At almost 6 p.m. Thursday, Time Warner had not yet restored the NFL Network to its newly acquired Adelphia and Comcast systems as it sought some avenue of appeal.
At about 10:30 a.m., the FCC let the press know it had ordered Time Warner to restore the network to those systems "immediately," An FCC spokeswoman was trying to determine at press time what "immediate" meant precisely, what appeal process Time Warner might have, and what the FCC's recourse for noncompliance might be.
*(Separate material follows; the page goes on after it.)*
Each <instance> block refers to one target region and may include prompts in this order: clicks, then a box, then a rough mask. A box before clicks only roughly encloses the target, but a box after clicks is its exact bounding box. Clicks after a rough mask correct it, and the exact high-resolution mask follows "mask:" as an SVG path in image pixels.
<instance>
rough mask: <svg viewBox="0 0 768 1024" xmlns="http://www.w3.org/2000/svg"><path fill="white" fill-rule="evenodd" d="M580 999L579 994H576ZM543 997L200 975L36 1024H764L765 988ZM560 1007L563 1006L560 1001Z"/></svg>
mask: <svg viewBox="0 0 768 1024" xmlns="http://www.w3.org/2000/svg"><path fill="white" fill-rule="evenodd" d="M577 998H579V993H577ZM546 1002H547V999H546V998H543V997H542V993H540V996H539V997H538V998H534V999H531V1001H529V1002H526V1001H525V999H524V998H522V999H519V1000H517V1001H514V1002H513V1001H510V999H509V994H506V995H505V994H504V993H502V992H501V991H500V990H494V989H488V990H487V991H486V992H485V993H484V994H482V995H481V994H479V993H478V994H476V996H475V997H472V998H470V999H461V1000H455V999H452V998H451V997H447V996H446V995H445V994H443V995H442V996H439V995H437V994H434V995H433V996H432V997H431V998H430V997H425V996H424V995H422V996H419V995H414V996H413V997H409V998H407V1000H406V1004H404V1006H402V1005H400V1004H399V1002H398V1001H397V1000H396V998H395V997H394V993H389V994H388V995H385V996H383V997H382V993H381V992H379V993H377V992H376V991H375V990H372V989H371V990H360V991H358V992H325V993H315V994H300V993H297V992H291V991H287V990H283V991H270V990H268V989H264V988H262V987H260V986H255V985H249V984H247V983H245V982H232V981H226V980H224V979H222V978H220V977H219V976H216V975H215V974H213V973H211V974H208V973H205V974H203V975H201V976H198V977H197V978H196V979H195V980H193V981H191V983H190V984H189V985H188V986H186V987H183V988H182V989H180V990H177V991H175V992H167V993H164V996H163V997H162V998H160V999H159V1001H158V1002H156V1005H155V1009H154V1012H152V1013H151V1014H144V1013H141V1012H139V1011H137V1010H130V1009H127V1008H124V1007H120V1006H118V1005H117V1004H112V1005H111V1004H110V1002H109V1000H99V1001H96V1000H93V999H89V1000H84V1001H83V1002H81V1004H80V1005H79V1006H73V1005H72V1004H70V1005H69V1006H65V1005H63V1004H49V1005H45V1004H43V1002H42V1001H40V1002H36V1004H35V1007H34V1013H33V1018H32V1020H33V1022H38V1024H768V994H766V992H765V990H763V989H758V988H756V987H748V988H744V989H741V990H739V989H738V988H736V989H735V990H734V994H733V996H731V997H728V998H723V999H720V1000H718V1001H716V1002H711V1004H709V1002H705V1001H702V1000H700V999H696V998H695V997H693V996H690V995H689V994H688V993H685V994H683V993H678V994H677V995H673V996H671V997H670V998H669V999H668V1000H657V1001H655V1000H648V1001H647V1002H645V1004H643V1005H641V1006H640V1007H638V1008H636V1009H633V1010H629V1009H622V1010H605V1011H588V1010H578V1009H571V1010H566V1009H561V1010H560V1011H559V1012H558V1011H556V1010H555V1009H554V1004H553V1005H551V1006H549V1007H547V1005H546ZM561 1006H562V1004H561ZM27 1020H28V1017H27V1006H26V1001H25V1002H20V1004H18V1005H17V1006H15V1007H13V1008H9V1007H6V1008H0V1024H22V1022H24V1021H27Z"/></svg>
The FCC said the NFL had made a case that the Time Warner move could do the network "irreparable harm," while keeping it on would not pose a similar hardship on Time Warner, since the carriage fight between NFL Network and the cable operator was not that Time Warner didn't want the channel, but that it didn't want it at NFL's price or terms.
The NFL "is not on at this moment," said Time Warner spokesman Mark Harrad. "We're reviewing the order to see what avenues of appeal are available to us. Whatever action we take will be dependent on that." It was not clear whether that would be an FCC appeal or a court challenge.
The FCC has not ruled on an NFL Network program carriage complaint filed earlier this week against Time Warner, but it has concluded that it is in the public's interest to keep the network on Time Warner while it tries to resolve it.
In that complaint, the NFL argued that Time Warner did not give the requisite 30-day notice before it pulled the network Aug. 1. Time Warner says it did. The FCC Thursday said the NFL Network had made a sufficient case for insufficient notice to warrant restoring the network while it judged the complaint.
Time Warner wants the NFL network to anchor a digital sports tier, while NFL wants to be in the most popular basic package.
The NFL is said to be asking $100 million for the package, or in the neighborhood of 90 cents per sub per month. If so, that is high by cable network standards. At the high end, ESPN gets three dollars a sub, but the bulk of top-tier cable nets are in the 20 cent-50 cent range.
The NFL Network has acquired some negotiating muscle since getting a package of regular-season games, the first in its history.